Glen Scotia is easily one of the top three operating distilleries in Campbeltown. When it comes to The Wee Toon, it is typically Springbank Distillery that gets all of the love from whisky aficionados. It is easy to see why – Springbank is a grungy Victorian throwback in look and feel. It is an anachronism – a distillery out of time and out of step with modern life – just as some say Campbeltown itself is. Springbank is rustic, dilapidated, inconsistent, and often impossible to find bottles from nowadays. And it is all the more loved because of that.
It should not be forgotten that Campbeltown is home to three distilleries: Springbank, Glengyle (bottled as Kilkerran), and Glen Scotia. Like it's Wee Toon’ cohort Springbank, the Glen Scotia Distillery itself is chock-full of grimy, victorian, and industrial character in all of the right ways. Also like both Springbank and Kilkerran, Glen Scotia Distillery lies within the town itself.
In the late nineteenth and early twentieth centuries, back when Campbeltown was a more industry-driven place and with a more bustling fishing port, Glen Scotia had neighbouring distilleries on the other sides of the walls that encase its lot. At this time, the story goes, the town had more distilleries than churches which themselves numbered more than thirty.
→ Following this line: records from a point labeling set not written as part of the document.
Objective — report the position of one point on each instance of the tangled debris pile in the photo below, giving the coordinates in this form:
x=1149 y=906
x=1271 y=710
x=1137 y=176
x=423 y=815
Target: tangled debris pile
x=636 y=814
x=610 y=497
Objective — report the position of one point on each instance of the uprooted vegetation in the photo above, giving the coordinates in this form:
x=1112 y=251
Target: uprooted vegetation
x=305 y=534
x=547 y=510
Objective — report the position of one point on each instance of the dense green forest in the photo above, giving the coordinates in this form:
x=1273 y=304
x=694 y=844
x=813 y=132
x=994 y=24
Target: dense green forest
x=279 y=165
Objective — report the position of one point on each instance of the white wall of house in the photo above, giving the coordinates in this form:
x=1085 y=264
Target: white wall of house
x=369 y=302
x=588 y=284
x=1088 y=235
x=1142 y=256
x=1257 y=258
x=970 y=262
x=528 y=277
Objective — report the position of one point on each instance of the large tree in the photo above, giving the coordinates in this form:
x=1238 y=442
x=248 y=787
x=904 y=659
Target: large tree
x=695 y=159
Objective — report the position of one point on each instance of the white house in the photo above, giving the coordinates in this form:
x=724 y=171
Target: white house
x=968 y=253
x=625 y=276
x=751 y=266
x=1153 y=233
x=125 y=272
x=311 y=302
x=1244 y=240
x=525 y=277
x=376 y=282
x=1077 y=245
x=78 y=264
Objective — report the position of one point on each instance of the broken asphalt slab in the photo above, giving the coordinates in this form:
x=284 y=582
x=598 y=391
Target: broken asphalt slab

Boom times eventually went bust, and for quite a while only two distilleries remained in the town, though that could have been considered one and a half for how little Glen Scotia operated in the early 2000s.
Andrew tells stories of visiting the distillery more than a decade ago, when it was only sporadically in operation, and very uncared for. Much of the distillery equipment was falling apart. When Andrew and I visited in October of 2019, times had obviously changed. We had a great tour through Glen Scotia’s operations, led by Distillery Manager Iain McAlister and saw that everything was in operation, the stillhouse had thick coats of paint over nearly every surface possible, and the stills were polished and running.
Glen Scotia Distillery just so happens to be owned the Loch Lomond Group, which we have seen three times already in this year’s calendar with the Inchmurrin 18 Year, the Inchmoan 12 Year, and the Loch Lomond 18 Year. Glen Scotia itself has a fairly robust lineup of five core releases at the moment, including the Double Cask, Victoriana, 15-Year-Old, 18-Year-Old, and 25 Year Old. There has even been a release of a 45-Year-Old, though this is a lot more difficult and a lot more expensive to come by.